Thursday, April 02, 2009

I'm a Slave 4U

Sorry about the weak Brittney Spears title kids. I'm at a loss for any music with Master in it. And I didn't think the I Dream of Jeannie theme counted.

That's what you get for picking a topic like the St. Xavier's online Master of Arts in Curriculum and Instruction to write about.

I know. I should know better. But that's why I'm up to the challenge. I'm able to make any subject into an inappropriate joke. And not just about breasticles. Yes, it's both a gift and a curse.

Now I'm not Catholic. But I do like drinking and Bingo. A great game that combines the all the excitement of the lottery with smoking and frustration.

But the MS Curriculum is legit. Not like Bagpipe Hero. As far as you know.

The online Master of Arts in Curriculum and Instruction gets you ready for continued development as a master teacher in schools or other instructional institutions. No word on whether they also give you a whip. Personally, I always thought the most important part of being a teacher was excellent peripheral vision. Key components of this program include focus on literacy, diversity, integration of technology and an interdisciplinary perspective in education.

Luckily, I don't have to worry about people ever leaving their children with me for education about the way the world really works. Because I'll do things like wander the toy aisle and look at the guns and loudly declare:

I'll bet with a gun like that I could shoot my Sister right in the eye.
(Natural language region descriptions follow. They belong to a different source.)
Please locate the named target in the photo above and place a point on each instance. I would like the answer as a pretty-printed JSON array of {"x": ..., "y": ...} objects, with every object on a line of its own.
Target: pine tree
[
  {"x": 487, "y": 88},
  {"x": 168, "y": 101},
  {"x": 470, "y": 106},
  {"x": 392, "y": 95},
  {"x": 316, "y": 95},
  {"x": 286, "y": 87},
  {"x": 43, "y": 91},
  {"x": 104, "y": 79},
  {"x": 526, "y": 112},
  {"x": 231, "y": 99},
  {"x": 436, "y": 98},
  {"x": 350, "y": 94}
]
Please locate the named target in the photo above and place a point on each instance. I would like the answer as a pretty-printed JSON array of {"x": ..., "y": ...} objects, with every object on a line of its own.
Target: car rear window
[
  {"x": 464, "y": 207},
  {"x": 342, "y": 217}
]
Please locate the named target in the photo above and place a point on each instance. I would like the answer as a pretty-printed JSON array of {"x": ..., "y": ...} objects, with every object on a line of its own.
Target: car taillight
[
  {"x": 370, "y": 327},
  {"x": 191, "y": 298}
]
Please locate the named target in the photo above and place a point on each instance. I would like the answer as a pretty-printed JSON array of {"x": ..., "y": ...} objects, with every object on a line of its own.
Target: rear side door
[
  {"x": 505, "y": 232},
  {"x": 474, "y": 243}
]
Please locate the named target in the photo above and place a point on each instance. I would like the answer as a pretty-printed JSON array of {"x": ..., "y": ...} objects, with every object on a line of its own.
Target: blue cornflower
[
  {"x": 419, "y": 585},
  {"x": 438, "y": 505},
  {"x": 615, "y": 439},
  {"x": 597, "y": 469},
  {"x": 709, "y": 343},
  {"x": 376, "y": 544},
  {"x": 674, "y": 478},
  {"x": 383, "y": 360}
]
And if anybody tried to tell me I couldn't have a gun, I'd yell as loud and as long as I could until they finally bought it for me.

Yeah, I'm helpful like that.

Also not making a single bit of that up.

But if you don't want your urchins educated about how to win ambulance rides and influence parents, you probably shouldn't let them wander around Target alone.

And you can also thank me for when he draws a moustache on Daddy whilst he's napping.

I really thought the best part of having a kid was getting to take him or her to a baseball game and fill them to the brim with warm orange soda and cotton candy. Then when they fall asleep in the car on the way home, you get to carry them into the house while their head wobbles all over the place.

That and training them to bring you beer without shaking the bottle up. Because once they learn what shaking a beer up does to you, it's pretty much over.